If you are processing more than 10M tokens/month, switching to Chinese models saves real money.

Get $5 free credit at https://modelhub-api.com/

One API Key for 45 Chinese AI Models: No Chinese Phone Number Required

ModelHub Dev — Sun, 07 Jun 2026 03:22:31 +0000

Before I found ModelHub, accessing Chinese AI models was painful.

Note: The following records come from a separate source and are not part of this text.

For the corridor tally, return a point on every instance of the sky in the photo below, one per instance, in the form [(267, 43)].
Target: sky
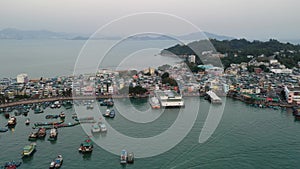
[(251, 19)]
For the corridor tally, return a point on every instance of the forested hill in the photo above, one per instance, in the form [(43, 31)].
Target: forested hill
[(241, 50)]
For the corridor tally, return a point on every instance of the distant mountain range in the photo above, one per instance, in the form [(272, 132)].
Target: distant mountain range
[(12, 33)]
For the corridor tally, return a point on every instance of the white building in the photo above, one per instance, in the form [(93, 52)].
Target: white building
[(22, 78)]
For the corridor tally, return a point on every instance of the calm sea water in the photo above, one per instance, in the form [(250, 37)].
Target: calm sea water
[(246, 137), (51, 58)]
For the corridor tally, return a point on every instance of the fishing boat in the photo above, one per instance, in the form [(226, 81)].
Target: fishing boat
[(38, 110), (12, 121), (48, 123), (2, 130), (123, 158), (27, 122), (33, 136), (96, 128), (89, 106), (109, 113), (62, 115), (57, 162), (154, 102), (51, 116), (86, 146), (41, 132), (28, 150), (103, 127), (11, 165), (53, 134), (130, 158), (68, 104)]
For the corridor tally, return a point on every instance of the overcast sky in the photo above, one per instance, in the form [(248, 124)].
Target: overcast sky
[(252, 19)]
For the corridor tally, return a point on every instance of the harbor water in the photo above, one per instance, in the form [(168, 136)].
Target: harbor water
[(247, 137)]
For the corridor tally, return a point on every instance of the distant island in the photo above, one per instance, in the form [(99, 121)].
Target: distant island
[(241, 50), (12, 33)]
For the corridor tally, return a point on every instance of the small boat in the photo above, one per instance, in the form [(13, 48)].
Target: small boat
[(11, 165), (123, 158), (103, 127), (154, 102), (130, 158), (51, 116), (33, 136), (109, 113), (38, 110), (96, 128), (29, 150), (41, 132), (47, 123), (12, 121), (86, 146), (27, 122), (7, 115), (53, 134), (57, 162), (2, 130), (62, 115)]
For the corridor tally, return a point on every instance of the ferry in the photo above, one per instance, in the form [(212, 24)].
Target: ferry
[(28, 150), (41, 133), (57, 162), (154, 102), (123, 158)]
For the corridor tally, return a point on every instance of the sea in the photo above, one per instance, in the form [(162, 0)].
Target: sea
[(246, 137)]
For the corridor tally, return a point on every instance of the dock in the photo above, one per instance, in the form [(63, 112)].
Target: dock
[(213, 98)]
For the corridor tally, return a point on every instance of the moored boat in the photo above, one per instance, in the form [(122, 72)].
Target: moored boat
[(95, 128), (41, 132), (11, 165), (103, 127), (33, 136), (47, 123), (2, 130), (51, 116), (86, 146), (27, 122), (154, 102), (57, 162), (12, 121), (130, 158), (38, 110), (123, 158), (62, 115), (28, 150), (109, 113)]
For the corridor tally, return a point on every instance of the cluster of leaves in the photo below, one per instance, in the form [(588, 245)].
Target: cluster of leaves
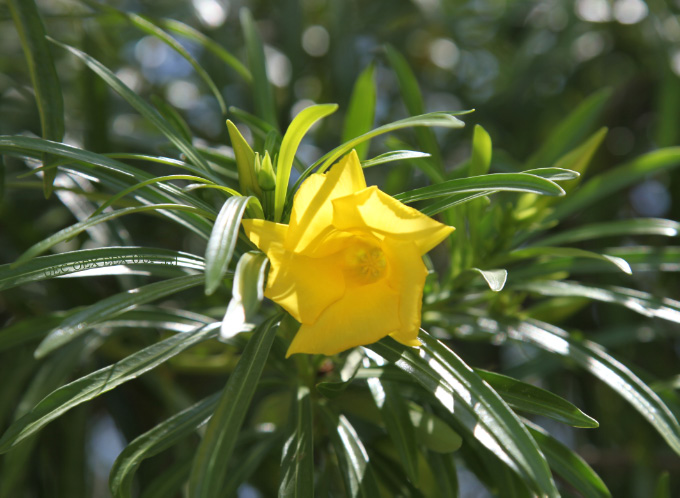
[(384, 420)]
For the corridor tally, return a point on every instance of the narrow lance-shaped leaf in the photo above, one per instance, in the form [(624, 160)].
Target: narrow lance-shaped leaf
[(152, 442), (616, 179), (97, 383), (413, 98), (481, 152), (569, 465), (474, 404), (514, 182), (395, 414), (355, 465), (394, 155), (531, 399), (213, 454), (44, 77), (297, 459), (70, 232), (291, 140), (192, 34), (246, 295), (223, 241), (153, 29), (569, 252), (96, 261), (361, 111), (264, 96), (638, 301), (616, 228), (571, 130), (76, 325), (142, 107), (594, 359)]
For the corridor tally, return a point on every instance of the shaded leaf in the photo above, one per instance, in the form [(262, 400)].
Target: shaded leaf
[(210, 461), (97, 383), (531, 399), (44, 77), (222, 241), (246, 295)]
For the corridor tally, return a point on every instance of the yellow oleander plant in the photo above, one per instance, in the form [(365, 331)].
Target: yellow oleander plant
[(291, 313)]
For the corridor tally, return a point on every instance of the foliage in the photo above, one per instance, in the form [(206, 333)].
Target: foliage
[(134, 303)]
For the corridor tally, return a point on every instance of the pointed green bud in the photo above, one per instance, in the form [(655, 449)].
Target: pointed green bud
[(245, 161), (266, 178)]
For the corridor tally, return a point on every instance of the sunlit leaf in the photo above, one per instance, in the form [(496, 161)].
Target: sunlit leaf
[(97, 383)]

You needed a Chinese phone number. Then WeChat. Then Alipay. Then someone to help you navigate the Chinese app ecosystem.

The Problem

I wanted to try DeepSeek R1. It was scoring 91 on the Arena leaderboard and cost a fraction of GPT-5.5. But I couldn't even sign up.

The Solution

I built ModelHub. One API gateway for 45+ Chinese AI models. OpenAI-compatible SDK. International payment.

What You Get

DeepSeek V4 Flash: $0.15/M tokens (vs GPT-5.5 at $5.00)
DeepSeek R1: $0.55/M tokens - scored 91 on Arena
Qwen 3: $0.10/M tokens
GLM-4: $0.20/M tokens
Kimi: 128K context window

Pricing

Starter: $15/mo (60M tokens)
Pro: $65/mo (280M tokens)
$5 free credit to test, no credit card

How It Works

import openai

client = openai.OpenAI(
    api_key="mh-sk-...",
    base_url="https://modelhub-api.com/v1"
)

response = client.chat.completions.create(
    model="deepseek-v4-flash",
    messages=[{"role": "user", "content": "Hello!"}]
)

Same SDK, different endpoint. That's it.

Try it at https://modelhub-api.com/

DeepSeek V4 Flash vs GPT-5.5: A Cost Comparison Every Developer Should See

ModelHub Dev — Sun, 07 Jun 2026 03:14:30 +0000

If you are still paying GPT-5.5 prices, you are overpaying by 33x.

The Price Gap

Provider	Model	Price per 1M tokens
OpenAI	GPT-5.5	$5.00
ModelHub	DeepSeek V4 Flash	$0.15

33x cheaper for input, 25x cheaper for output.

Real-World Cost Example

Processing 100M tokens per month for a RAG pipeline:

With GPT-5.5: $2,000 per month
With DeepSeek V4 Flash (via ModelHub): $75 per month

Annual savings: $23,100

Performance

Despite being 33x cheaper, DeepSeek V4 Flash is competitive:

Arena ELO: 89 (vs GPT-5.5 at 92)
Coding: Excellent (Python, JavaScript)
Context: 128K tokens
Best for: chatbots, code gen, translation

How to Switch

Change 2 lines of code. That is all.

curl https://modelhub-api.com/v1/chat/completions \
  -H "Authorization: Bearer $KEY" \
  -d '{"model": "deepseek-v4-flash", "messages": [{"role": "user"}]}'

Get $5 free credit at https://modelhub-api.com/ - no credit card required.

Why Every Developer Needs a Second API Provider (and Why Chinese AI Models Are the Smart Choice)

ModelHub Dev — Sun, 07 Jun 2026 03:13:51 +0000

Get $5 free credit at ModelHub. No credit card required.